Iran sanctions dozens of EU, UK officials over Amini protests
ERBIL, Kurdistan Region - Iran said Monday it was imposing sanctions on dozens of EU and UK officials and institutions including Britain’s domestic spy agency and military chiefs ahead of impending European sanctions on the Islamic republic.
The sanctions were announced by foreign ministry spokesperson Nasser Kanaani at his weekly press conference and targeted 32 individuals and institutions before a meeting of European Union foreign ministers during which new sanctions against Iran were expected to be declared over its brutal response to the ongoing nationwide demonstrations in the country.
Some of the sanctioned individuals include Ken McCallum, director general of the UK’s domestic spy agency MI5, as well as Chief of the Defense Staff Sir Tony Radakin.
Kanaani blamed the EU and UK for “interfering in the domestic affairs of the Islamic republic” while adding that the sanctions are “coming into effect today.”
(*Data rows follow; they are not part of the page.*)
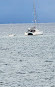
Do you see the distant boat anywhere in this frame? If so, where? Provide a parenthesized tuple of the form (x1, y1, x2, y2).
(25, 27, 43, 35)
(8, 24, 16, 37)
(8, 34, 15, 37)
(25, 0, 43, 35)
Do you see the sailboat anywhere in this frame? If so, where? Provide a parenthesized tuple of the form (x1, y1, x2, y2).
(8, 24, 16, 37)
(25, 0, 43, 35)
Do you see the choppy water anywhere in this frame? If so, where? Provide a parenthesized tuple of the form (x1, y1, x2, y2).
(0, 23, 55, 87)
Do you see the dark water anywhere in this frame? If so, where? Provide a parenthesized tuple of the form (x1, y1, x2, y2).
(0, 23, 55, 87)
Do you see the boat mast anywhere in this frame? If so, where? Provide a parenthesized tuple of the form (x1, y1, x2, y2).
(33, 0, 37, 25)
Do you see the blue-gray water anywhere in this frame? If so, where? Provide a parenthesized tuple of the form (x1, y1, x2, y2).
(0, 23, 55, 87)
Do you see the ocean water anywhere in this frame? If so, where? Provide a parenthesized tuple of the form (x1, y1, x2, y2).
(0, 23, 55, 87)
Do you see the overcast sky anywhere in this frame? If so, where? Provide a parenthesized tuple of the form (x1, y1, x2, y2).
(0, 0, 55, 24)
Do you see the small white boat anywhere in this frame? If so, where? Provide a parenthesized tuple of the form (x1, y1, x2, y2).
(8, 34, 15, 37)
(25, 0, 43, 36)
(25, 27, 43, 35)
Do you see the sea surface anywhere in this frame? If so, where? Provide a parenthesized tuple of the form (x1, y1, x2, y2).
(0, 23, 55, 87)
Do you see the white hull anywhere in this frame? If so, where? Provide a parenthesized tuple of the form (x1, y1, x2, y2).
(25, 30, 43, 36)
(9, 34, 15, 37)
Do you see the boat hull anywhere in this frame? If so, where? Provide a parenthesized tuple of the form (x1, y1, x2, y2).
(9, 34, 15, 37)
(25, 31, 43, 36)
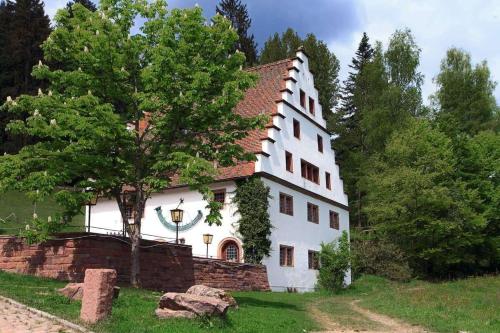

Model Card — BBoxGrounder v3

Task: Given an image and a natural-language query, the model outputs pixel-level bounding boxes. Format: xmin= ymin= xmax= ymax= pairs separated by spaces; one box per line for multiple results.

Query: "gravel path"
xmin=0 ymin=296 xmax=88 ymax=333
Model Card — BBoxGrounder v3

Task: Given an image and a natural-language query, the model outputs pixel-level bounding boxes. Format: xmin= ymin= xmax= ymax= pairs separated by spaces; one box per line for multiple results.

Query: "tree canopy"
xmin=364 ymin=119 xmax=487 ymax=276
xmin=433 ymin=48 xmax=498 ymax=136
xmin=216 ymin=0 xmax=257 ymax=67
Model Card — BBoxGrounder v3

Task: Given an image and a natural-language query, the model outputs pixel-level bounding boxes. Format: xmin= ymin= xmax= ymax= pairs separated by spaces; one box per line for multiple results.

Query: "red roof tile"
xmin=216 ymin=59 xmax=292 ymax=180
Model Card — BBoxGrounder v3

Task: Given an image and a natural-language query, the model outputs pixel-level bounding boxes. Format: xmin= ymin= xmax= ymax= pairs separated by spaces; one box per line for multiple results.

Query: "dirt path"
xmin=310 ymin=299 xmax=432 ymax=333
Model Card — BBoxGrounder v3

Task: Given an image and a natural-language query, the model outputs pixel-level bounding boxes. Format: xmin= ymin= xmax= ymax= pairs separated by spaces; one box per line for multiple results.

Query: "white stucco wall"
xmin=88 ymin=181 xmax=242 ymax=258
xmin=262 ymin=177 xmax=349 ymax=292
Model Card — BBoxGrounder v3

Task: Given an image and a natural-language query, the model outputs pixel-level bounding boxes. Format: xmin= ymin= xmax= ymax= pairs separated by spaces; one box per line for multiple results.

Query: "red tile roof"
xmin=214 ymin=58 xmax=292 ymax=181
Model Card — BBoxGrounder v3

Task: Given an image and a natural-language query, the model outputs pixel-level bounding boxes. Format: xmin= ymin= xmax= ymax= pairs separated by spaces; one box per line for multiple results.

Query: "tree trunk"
xmin=129 ymin=224 xmax=141 ymax=287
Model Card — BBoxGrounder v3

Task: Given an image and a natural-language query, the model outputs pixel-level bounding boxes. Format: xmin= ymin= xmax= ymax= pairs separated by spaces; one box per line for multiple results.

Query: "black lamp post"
xmin=203 ymin=233 xmax=213 ymax=258
xmin=170 ymin=207 xmax=184 ymax=244
xmin=85 ymin=189 xmax=98 ymax=233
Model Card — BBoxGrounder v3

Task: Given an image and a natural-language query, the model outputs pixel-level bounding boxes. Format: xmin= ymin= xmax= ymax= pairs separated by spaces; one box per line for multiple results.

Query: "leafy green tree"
xmin=233 ymin=177 xmax=272 ymax=264
xmin=361 ymin=29 xmax=423 ymax=153
xmin=364 ymin=119 xmax=486 ymax=277
xmin=0 ymin=0 xmax=51 ymax=154
xmin=433 ymin=48 xmax=498 ymax=136
xmin=318 ymin=231 xmax=351 ymax=292
xmin=216 ymin=0 xmax=257 ymax=66
xmin=330 ymin=33 xmax=374 ymax=228
xmin=460 ymin=131 xmax=500 ymax=271
xmin=66 ymin=0 xmax=96 ymax=14
xmin=260 ymin=28 xmax=340 ymax=112
xmin=0 ymin=1 xmax=264 ymax=286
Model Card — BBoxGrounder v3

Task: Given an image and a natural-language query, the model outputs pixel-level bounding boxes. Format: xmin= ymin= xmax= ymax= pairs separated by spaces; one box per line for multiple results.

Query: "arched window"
xmin=221 ymin=240 xmax=240 ymax=262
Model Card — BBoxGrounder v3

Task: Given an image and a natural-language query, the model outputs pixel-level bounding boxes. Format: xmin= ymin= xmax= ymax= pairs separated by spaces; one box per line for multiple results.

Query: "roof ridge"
xmin=246 ymin=58 xmax=293 ymax=72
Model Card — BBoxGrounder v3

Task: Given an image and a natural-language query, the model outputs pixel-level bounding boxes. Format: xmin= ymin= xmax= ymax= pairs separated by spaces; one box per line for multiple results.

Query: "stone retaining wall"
xmin=0 ymin=233 xmax=269 ymax=292
xmin=193 ymin=257 xmax=270 ymax=291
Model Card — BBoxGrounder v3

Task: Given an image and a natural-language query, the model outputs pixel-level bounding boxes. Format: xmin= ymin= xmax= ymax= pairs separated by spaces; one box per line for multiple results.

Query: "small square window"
xmin=329 ymin=211 xmax=339 ymax=229
xmin=307 ymin=203 xmax=319 ymax=224
xmin=308 ymin=250 xmax=320 ymax=270
xmin=280 ymin=245 xmax=294 ymax=267
xmin=317 ymin=135 xmax=323 ymax=153
xmin=300 ymin=90 xmax=306 ymax=108
xmin=279 ymin=193 xmax=293 ymax=216
xmin=285 ymin=151 xmax=293 ymax=172
xmin=213 ymin=189 xmax=226 ymax=204
xmin=309 ymin=97 xmax=315 ymax=115
xmin=325 ymin=172 xmax=331 ymax=190
xmin=293 ymin=119 xmax=300 ymax=139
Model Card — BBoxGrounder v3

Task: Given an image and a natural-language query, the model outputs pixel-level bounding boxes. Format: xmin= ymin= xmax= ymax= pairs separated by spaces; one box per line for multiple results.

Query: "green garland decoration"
xmin=155 ymin=206 xmax=203 ymax=231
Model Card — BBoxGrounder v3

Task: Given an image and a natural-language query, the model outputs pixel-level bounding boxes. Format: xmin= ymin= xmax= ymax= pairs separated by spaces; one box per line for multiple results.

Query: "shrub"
xmin=351 ymin=231 xmax=412 ymax=281
xmin=317 ymin=231 xmax=351 ymax=292
xmin=233 ymin=177 xmax=272 ymax=264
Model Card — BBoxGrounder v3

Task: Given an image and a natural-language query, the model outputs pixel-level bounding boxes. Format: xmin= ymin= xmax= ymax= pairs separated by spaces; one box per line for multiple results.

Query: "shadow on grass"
xmin=235 ymin=296 xmax=301 ymax=310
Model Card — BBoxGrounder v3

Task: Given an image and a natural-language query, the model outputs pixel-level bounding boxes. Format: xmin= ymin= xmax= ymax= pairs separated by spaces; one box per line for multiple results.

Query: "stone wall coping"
xmin=0 ymin=233 xmax=192 ymax=250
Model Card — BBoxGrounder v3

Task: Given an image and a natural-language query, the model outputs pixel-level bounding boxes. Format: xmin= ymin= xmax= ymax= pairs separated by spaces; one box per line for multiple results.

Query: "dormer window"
xmin=309 ymin=97 xmax=315 ymax=115
xmin=293 ymin=119 xmax=300 ymax=139
xmin=300 ymin=90 xmax=306 ymax=108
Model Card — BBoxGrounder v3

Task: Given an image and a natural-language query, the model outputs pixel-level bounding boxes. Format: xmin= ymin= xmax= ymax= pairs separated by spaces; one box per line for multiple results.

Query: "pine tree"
xmin=216 ymin=0 xmax=257 ymax=66
xmin=0 ymin=0 xmax=51 ymax=154
xmin=260 ymin=28 xmax=340 ymax=112
xmin=329 ymin=33 xmax=374 ymax=228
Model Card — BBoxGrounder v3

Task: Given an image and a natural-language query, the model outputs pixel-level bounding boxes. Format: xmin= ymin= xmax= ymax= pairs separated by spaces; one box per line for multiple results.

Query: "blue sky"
xmin=44 ymin=0 xmax=500 ymax=105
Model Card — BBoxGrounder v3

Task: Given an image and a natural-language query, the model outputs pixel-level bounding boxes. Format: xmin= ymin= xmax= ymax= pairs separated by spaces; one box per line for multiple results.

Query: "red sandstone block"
xmin=80 ymin=269 xmax=117 ymax=323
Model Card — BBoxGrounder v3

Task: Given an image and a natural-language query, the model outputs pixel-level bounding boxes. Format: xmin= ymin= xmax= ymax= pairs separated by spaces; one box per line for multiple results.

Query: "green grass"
xmin=342 ymin=275 xmax=500 ymax=333
xmin=0 ymin=270 xmax=498 ymax=333
xmin=0 ymin=191 xmax=84 ymax=235
xmin=0 ymin=270 xmax=320 ymax=333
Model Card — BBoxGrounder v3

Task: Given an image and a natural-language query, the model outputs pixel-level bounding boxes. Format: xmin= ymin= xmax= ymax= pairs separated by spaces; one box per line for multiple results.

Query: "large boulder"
xmin=186 ymin=285 xmax=238 ymax=308
xmin=58 ymin=283 xmax=84 ymax=300
xmin=158 ymin=292 xmax=230 ymax=317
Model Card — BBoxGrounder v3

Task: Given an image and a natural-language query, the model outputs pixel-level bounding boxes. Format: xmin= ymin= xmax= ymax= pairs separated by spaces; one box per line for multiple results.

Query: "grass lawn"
xmin=0 ymin=191 xmax=84 ymax=235
xmin=0 ymin=270 xmax=498 ymax=333
xmin=0 ymin=270 xmax=320 ymax=333
xmin=319 ymin=275 xmax=500 ymax=333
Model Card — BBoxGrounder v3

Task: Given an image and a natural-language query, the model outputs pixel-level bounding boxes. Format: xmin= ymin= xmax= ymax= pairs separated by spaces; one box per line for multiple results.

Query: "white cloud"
xmin=329 ymin=0 xmax=500 ymax=105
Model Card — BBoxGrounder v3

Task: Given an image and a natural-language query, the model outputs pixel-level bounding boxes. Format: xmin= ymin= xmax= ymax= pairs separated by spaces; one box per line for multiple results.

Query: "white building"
xmin=88 ymin=49 xmax=350 ymax=292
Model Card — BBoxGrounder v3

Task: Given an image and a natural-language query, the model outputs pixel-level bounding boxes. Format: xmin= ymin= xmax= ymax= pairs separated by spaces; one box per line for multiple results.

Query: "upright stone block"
xmin=80 ymin=269 xmax=117 ymax=323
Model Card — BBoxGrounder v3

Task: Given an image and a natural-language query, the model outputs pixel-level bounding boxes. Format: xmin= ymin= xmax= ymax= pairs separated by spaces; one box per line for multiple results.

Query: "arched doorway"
xmin=218 ymin=238 xmax=242 ymax=263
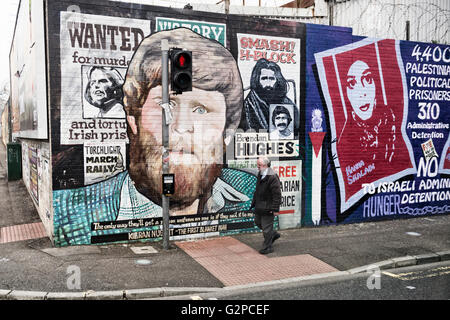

Iran has been battered with almost three months of countrywide protests over the death of Mahsa (Zhina) Amini, a 22-year-old Kurdish woman who died under suspicious circumstances in custody of the country’s morality police after being accused of violating the dress code for women.
The UK and European countries have been vocal of Iran’s crackdown on protestors, issuing multiple rounds of sanctions against the Islamic republic while Iran has responded with its own sanctions.
The sanctions coincide with Iran carrying out its second execution over the protests.
Majidreza Rahnavard, 23, was publicly hanged less than a month after he was detained for allegedly stabbing two members of the security forces in the city of Mashhad.
At least 488 protesters have been killed and over 18,200 arrested since the protests began almost three months ago, according to US-based Human Rights Activists News Agency (HRANA).
The execution follows that of Mohsen Shekari, 23, who was hanged on Thursday after allegedly wounding a member of the Basij, a paramilitary group linked to Iran’s Islamic Revolutionary Guard Corps (IRGC).
Protests spread throughout the country in the aftermath of the death of Zhina (Mahsa) Amini at the hands of the morality police on September 16, sparking a violent crackdown by Iranian security forces, particularly the IRGC and the Basij.
The protests, which authorities describe as “riots”, are on the biggest challenge the regime in Iran have confronted since it was established in 1979. Iran is one of the world’s top executioners and is using this method as an attempt to quell the protests.